Henry Charles Brewer (1866–1950) was a British painter well known in the first half of the 20th century for his watercolour landscapes and architectural paintings.

==Family and early life==
Born on 25 May 1866 in Wurzburg, Bavaria, Henry Charles Brewer was part of a family of leading professional artists. His father was the architectural illustrator Henry William Brewer, and his brother was the creator of etchings, James Alphege Brewer. Their elder brother was the novelist and organist John Francis Brewer. Brewer' paternal grandfather was the historian John Sherren Brewer and their great uncle was E. Cobham Brewer, compiler of Brewer's Dictionary of Phrase & Fable. He was educated at St Charles College, Kensington.

He was married to Mary Malle (from Dover, Kent).

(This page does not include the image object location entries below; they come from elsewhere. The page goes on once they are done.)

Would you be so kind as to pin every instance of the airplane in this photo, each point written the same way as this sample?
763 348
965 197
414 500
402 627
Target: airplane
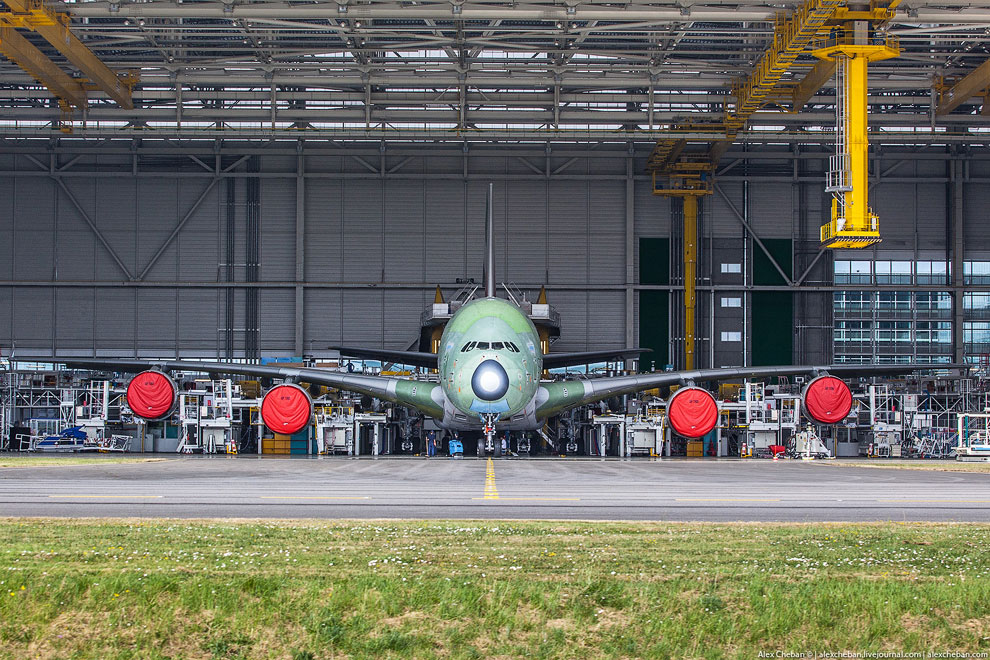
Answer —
490 365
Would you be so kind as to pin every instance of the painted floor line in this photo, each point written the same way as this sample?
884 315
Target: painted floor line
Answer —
724 499
310 497
942 501
531 499
110 497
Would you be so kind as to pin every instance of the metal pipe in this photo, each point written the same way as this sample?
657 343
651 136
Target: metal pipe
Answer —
690 275
490 245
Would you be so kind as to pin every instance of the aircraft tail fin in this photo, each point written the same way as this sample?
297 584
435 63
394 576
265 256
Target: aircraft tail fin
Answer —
490 245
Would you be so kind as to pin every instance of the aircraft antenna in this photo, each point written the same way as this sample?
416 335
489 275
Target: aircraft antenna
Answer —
490 245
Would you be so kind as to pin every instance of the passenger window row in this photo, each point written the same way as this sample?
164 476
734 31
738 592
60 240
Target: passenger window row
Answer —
495 346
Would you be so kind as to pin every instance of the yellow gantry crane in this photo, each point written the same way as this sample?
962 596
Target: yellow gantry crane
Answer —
54 27
852 47
845 41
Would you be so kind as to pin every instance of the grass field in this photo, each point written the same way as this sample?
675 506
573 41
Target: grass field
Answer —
34 460
307 590
938 466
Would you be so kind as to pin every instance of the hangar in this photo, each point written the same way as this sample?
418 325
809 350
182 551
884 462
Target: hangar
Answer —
729 185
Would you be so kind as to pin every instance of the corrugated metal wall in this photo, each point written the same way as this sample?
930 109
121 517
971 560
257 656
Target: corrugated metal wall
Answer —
376 244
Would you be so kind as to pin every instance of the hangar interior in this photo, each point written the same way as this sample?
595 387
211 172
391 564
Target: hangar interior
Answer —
262 181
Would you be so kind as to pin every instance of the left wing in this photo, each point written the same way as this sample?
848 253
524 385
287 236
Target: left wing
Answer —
423 396
429 360
554 398
556 360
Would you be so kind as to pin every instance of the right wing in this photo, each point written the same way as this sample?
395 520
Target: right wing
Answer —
411 358
554 398
423 396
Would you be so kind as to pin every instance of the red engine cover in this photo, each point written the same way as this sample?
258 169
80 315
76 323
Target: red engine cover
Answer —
692 412
286 409
827 400
151 395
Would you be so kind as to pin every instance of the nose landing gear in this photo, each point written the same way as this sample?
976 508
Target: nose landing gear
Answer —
490 446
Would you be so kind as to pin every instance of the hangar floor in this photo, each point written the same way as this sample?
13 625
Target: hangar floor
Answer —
594 489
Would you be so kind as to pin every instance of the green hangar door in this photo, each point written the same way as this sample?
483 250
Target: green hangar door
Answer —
773 311
654 333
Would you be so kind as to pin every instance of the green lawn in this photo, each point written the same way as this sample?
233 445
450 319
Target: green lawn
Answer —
305 590
35 460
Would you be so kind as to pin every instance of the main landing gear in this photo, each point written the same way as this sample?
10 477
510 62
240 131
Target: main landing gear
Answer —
488 445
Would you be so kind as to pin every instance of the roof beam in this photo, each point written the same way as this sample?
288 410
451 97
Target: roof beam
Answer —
972 85
820 74
56 31
25 55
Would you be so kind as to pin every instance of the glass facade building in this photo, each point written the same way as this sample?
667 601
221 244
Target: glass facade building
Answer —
884 327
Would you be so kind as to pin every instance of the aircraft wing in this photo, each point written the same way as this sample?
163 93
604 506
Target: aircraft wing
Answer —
424 397
553 398
556 360
411 358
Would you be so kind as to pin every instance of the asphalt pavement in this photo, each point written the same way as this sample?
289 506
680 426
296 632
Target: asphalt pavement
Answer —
589 489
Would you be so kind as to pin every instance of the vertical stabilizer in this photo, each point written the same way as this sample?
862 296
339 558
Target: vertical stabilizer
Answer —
490 245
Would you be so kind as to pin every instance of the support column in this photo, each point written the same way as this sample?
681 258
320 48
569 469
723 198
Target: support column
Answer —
300 248
630 252
690 275
956 178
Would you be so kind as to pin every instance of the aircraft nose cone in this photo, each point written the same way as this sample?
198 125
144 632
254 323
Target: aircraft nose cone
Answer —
490 382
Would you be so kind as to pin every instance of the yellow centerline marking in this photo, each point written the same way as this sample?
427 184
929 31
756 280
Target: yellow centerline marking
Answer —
491 492
314 497
724 499
111 497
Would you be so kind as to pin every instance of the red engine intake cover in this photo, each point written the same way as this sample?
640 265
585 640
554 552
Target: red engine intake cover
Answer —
286 409
692 412
151 395
827 400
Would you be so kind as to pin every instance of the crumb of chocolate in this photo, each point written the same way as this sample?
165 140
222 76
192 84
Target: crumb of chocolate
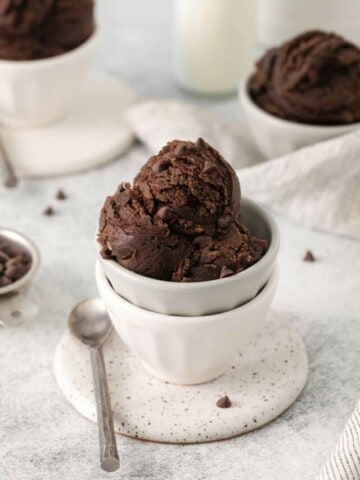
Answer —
224 402
309 257
49 211
226 272
61 195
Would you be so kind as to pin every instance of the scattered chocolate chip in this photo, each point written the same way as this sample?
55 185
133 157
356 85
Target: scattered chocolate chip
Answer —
224 221
160 166
106 253
208 167
166 214
309 257
61 195
49 211
225 272
224 402
200 143
181 150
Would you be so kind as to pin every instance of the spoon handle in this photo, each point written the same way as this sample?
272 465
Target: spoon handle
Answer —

Brewer's father and grandfather, John Sherren Brewer, were notable adherents of the Oxford Movement, inspired by Augustus Pugin. Henry William Brewer and his family, including Henry Charles Brewer, became high-profile converts to the Roman Catholic Church.

Brewer lived on Perryn Road in Acton. His brother, James Alphege, also lived in Acton, and the artists collaborated on numerous paintings and were active in local artistic circles, including being members of the Ealing Art Group.

==Professional life==

Brewer studied at Westminster School of Art with Frederick Brown and thereafter travelled extensively abroad in search of subjects. He is known to have visited, amongst other places, Tangier, Spain, Greece, Belgium, France and Italy, including Venice. His watercolours are loose an atmospheric, and he particularly enjoyed skies at dawn and sunset.His subjects include Cathedrals and other ecclesiastical and historical buildings, as well as pastoral and urban scenes.
Many of his pictures depict scenes from London where he lived.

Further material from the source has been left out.